BRIEF SUMMARY OF SOME OF THE PREFERRED EMBODIMENTS
These and other needs in the art may be addressed in embodiments by a device and method for processing measurements recorded by an inspection device.
A method for inspecting cement downhole may comprise inserting an inspection device inside a tube. The inspection device may comprise a centralizing module as well as a tapper attached to the centralizing module. The inspection device may further comprise a receiver, a micro controller unit, and a telemetry module. The method may further comprise actuating the tapper, wherein the tapper produces a nonlinear wave, recording reflections of acoustic waves off a tubing or a casing, and creating a graph with an information handling system for analysis.
A method for inspecting cement downhole may comprise inserting an inspection device inside a tube. The inspection device may comprise a centralizing module as well as a tapper attached to the centralizing module. The inspection device may further comprise a receiver, a micro controller unit, and a telemetry module. The method may further comprise actuating the tapper, wherein the tapper produces a nonlinear wave, and recording reflections of acoustic waves off a tubing or a casing.
An inspection device may comprise a centralizing module and a tapper attached to the centralizing module. The inspection device may further comprise a receiver, an information handling system, and a memory module.
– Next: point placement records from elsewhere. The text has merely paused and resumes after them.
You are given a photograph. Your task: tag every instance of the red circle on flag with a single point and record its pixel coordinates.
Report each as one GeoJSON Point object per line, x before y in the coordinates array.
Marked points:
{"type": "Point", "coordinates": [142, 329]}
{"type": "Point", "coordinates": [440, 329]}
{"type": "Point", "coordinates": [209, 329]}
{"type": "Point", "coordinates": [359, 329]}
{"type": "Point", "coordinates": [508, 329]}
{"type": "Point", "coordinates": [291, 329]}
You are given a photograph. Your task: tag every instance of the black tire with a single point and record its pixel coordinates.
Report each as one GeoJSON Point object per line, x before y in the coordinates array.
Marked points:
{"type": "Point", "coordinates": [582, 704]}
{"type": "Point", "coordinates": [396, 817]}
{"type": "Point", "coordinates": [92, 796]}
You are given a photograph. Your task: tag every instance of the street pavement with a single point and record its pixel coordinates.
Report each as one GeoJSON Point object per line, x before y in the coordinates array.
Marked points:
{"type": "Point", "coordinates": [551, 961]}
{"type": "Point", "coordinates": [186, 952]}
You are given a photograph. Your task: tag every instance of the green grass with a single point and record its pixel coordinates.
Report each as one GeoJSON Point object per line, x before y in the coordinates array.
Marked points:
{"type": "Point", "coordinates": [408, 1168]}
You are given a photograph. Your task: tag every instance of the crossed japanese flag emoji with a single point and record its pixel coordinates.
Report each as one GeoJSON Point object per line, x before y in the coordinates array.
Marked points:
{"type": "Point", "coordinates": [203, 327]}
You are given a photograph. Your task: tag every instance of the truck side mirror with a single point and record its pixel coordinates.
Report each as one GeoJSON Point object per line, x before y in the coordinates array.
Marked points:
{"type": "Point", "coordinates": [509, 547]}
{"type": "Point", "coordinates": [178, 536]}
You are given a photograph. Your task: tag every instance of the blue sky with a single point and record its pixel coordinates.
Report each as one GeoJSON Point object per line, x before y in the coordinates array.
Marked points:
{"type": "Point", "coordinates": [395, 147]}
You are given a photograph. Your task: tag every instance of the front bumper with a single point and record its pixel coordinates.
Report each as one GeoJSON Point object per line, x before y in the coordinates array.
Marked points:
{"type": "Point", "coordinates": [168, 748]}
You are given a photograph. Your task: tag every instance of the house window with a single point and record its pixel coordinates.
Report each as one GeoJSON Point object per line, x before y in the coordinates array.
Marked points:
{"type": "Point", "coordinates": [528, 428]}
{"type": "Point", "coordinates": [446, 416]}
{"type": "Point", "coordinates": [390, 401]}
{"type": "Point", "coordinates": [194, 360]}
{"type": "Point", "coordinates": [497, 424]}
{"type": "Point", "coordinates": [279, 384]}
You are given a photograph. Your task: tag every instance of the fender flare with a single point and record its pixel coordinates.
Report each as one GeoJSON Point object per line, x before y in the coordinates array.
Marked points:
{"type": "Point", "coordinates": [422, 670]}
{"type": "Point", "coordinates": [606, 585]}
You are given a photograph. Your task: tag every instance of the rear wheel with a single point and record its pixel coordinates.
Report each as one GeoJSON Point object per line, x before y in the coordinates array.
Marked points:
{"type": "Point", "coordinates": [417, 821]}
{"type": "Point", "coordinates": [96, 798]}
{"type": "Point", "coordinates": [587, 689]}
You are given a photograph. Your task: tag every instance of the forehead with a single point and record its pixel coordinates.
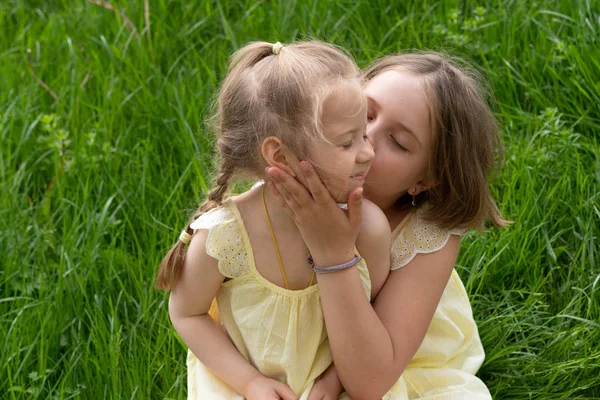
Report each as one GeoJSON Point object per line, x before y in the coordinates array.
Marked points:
{"type": "Point", "coordinates": [401, 97]}
{"type": "Point", "coordinates": [343, 109]}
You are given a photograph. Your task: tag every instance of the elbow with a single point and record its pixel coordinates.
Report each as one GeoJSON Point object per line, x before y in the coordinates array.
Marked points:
{"type": "Point", "coordinates": [374, 390]}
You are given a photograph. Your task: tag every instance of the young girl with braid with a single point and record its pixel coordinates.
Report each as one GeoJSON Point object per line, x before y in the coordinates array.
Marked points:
{"type": "Point", "coordinates": [277, 105]}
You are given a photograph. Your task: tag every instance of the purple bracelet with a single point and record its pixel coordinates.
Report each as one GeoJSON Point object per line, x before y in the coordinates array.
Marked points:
{"type": "Point", "coordinates": [333, 268]}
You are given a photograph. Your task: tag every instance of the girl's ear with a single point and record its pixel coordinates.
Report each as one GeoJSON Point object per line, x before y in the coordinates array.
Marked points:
{"type": "Point", "coordinates": [276, 155]}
The foregoing has outlined rather broadly the features and technical advantages of the present invention in order that the detailed description of the invention that follows may be better understood. Additional features and advantages of the invention will be described hereinafter that form the subject of the claims of the invention. It should be appreciated by those skilled in the art that the conception and the specific embodiments disclosed may be readily utilized as a basis for modifying or designing other embodiments for carrying out the same purposes of the present invention. It should also be realized by those skilled in the art that such equivalent embodiments do not depart from the spirit and scope of the invention as set forth in the appended claims.
BRIEF DESCRIPTION OF THE DRAWINGS
For a detailed description of the preferred embodiments of the invention, reference will now be made to the accompanying drawings in which:
FIG. 1 illustrates an embodiment of an inspection system disposed downhole.
FIG. 1A illustrates an embodiment of a centralizing module with a tapper.
FIG. 1B is an exploded view of an embodiment of a centralizing module with a tapper.
FIG. 1C illustrates an embodiment of a tapper.
FIG. 1D illustrates an alternative embodiment of a centralizing module arm with a tapper.
FIG. 1E illustrates an alternative embodiment of a centralizing module with a tapper.
FIG. 2 illustrates a graph of a phenomenological model of hysteresis in cement.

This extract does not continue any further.